# New Doom Levels from John Romero



## Hokie (Jun 3, 2019)

John Romero has finally released his new Doom levels, the SIGIL Megawad. You will need the original Doom 1993 registered game files to play the SIGIL Megawad.

So, now that we have some new levels from the old master, what is your favorite Doom port and why do you favor it above the other Doom ports? I have to install one so I can play the new levels.



			https://www.romerogames.ie/si6il


----------



## drhowarddrfine (Jun 3, 2019)

This board is for fixing problems with games on FreeBSD, not gaming discussion. That's for the Off Topic board.


----------



## SirDice (Jun 3, 2019)

It's not about the new levels drhowarddrfine , the question is which Doom port is preferred. We have several incarnations in the ports tree. And that's a valid question that fits in the "Multimedia/Gaming" section.

I've honestly never tried any one of them. I have used (or tried to use) several Quake ports. These were a hit or miss, some worked, some didn't. I assume that's the case for the Doom ports too (due to their age).


----------



## kpedersen (Jun 3, 2019)

I play Doom almost exclusively on DOSBox!

But for a more useful answer; in my opinion the best Doom port is games/chocolate-doom.

It is highly portable and sticks to the original rather than "tweaks here and there".

Not to mention the original developer Fabian Sanglard wrote an awesome book (http://fabiensanglard.net/gebbdoom/) showing great knowledge of the internals.

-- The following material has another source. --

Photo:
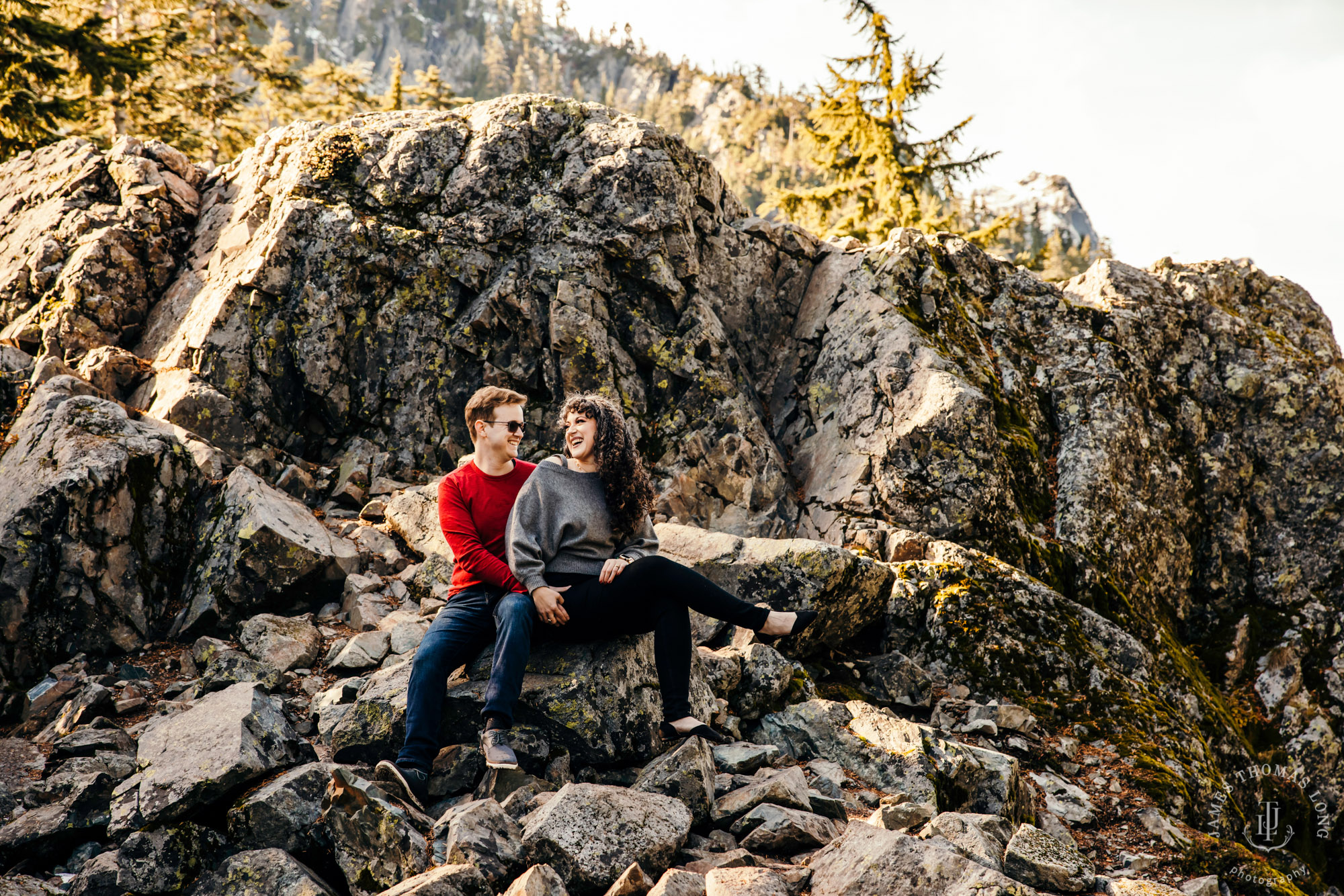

Actually all his writings are pretty cool if you have time to read them  http://fabiensanglard.net/


----------



## Spartrekus (Jun 3, 2019)

Hokie said:


> John Romero has finally released his new Doom levels, the SIGIL Megawad. You will need the original Doom 1993 registered game files to play the SIGIL Megawad.
> 
> So, now that we have some new levels from the old master, what is your favorite Doom port and why do you favor it above the other Doom ports? I have to install one so I can play the new levels.
> 
> ...



Like this? It does not work.... 
 prboom-plus -iwad  doom2.wad  -file SIGIL_COMPAT.wad


----------